“NPC” traditionally stands for “non-playable character” and includes all characters that aren’t actively played. In video game RPGs, these are the characters you don’t and can’t control which, except for MMORPGs, is basically every character in the game other than your player character. In tabletop RPGs, this is every character played by your DM/GM.

As writers, we control (or “play”) every character we write, even if they aren’t the “main” character, so “non-playable” is a bit of a misnomer in that sense. At ‘Souls, we use “non-player character” instead, to separate NPCs from the active, player characters to which they are secondary.

‘Souls NPC guidelines and NPC categories are explained in detail on the board. This guide assumes familiarity with standard procedures.

Canine NPCs

NPCs can help enrich the roleplaying experience by allowing you to reference and include more characters than you can actively play.

Common Uses for NPCs

Often, for cNPCs and yNPCs in particular, NPCs are characters that players intend to play later, or which they intend to adopt out to other players. Having these characters as NPCs first allows players to begin developing them and their relationship with others prior to actually picking them up.

For example, if Frank has an active character Wolf whose cNPC is Wolf’s brother Wolfer, Frank can include Wolfer in Wolf’s various threads and escapades, and Wolfer can meet and interact with all of Wolf’s friends. Then, when Frank picks up Wolfer as a played character later, Wolfer already has these relationships that he can build on independent of Wolf.

Many players also use NPCs to fill roles that they might find boring or tedious to actively play. For example, some packs have NPCs whose primary purpose is to tend to livestock or to maintain a crop. Realistically, these are duties that are very time consuming, so it’s beneficial to be able to say a NPC is taking care of them, rather than having a player constantly reference their active character taking care of such responsibilities.

Fighting With NPCs

Another common use of NPCs is for fighting and combat, both with NPCs fighting alongside played characters and against them.

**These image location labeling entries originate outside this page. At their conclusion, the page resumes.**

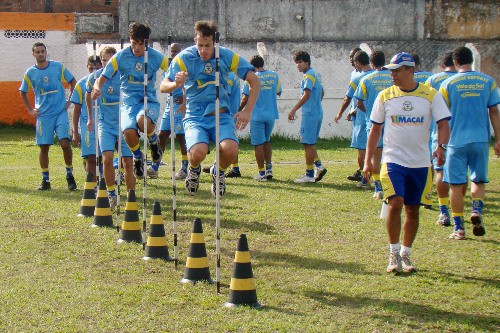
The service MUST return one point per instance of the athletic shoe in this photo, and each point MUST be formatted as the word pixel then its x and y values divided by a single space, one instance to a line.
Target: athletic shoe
pixel 458 234
pixel 138 169
pixel 406 264
pixel 477 220
pixel 443 220
pixel 395 264
pixel 304 179
pixel 152 173
pixel 181 174
pixel 222 182
pixel 233 174
pixel 355 177
pixel 192 181
pixel 260 178
pixel 44 186
pixel 71 182
pixel 156 152
pixel 319 173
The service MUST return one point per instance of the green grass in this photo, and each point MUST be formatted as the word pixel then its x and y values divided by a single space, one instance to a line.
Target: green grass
pixel 318 254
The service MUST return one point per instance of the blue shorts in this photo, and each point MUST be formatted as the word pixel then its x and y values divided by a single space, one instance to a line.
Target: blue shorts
pixel 412 184
pixel 202 129
pixel 309 129
pixel 47 126
pixel 130 114
pixel 260 131
pixel 108 138
pixel 472 157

Many battle-centric plots involve killing NPCs, since they tend to be more disposable than played characters.  However, it’s important to remember that regardless of the involved characters’ status, all fights should be realistic. It’s unlikely that a single character will be able to defeat a group of five ganging up against him, regardless of how strong he is, regardless of whether that gang is comprised of NPCs or PCs.

Non-Canine NPCs

While they’re limited to one canine cNPC and must specifically earn and request any yNPCs, characters at ‘Souls are allowed unlimited non-canine cNPCs within reason. Other-species NPCs can serve some of the same purposes as canine NPCs, but for the most part, they fall into the following categories.

Beasts of Burden & Livestock

Horses are, of course, the most common beasts of burden. Players should strive to treat horses as more than simply modes of transportation. Remember that they are animals with specific needs and considerations, too! Please see our Horse guide for more information.

Similarly, livestock species like cattle, sheep, chicken, etc, may exist primarily to provide meat, milk, wool, or eggs, but they also require space, care, shelter, and food, and players should consider those needs and their character’s ability to meet those needs before loading up with a large number of them.


Canines might also keep certain animals as pets — e.g. they’re primarily for companionship.

Typically these are species that are “simpler,” smaller, and not high speech capable, such as songbirds and rodents. Often, these companions are dependent on their canine owner for specific care or protection, and would not survive without them (or otherwise cannot leave because they’re caged or have had their freedom restricted in some way).

For example, Coyote might keep and tend to a songbird he found with a poorly healed broken wing. The songbird depends on Coyote for food and shelter, since it realistically would not be able to survive long on its own, and Coyote keeps it as a pet.

As with beasts of burden and livestock, since pets require care from their owners, players should take care to limit the number any single character has. It’s unlikely that a canine would be able to, or want to, tend to the needs of a full out menageries, especially if any of them have special needs.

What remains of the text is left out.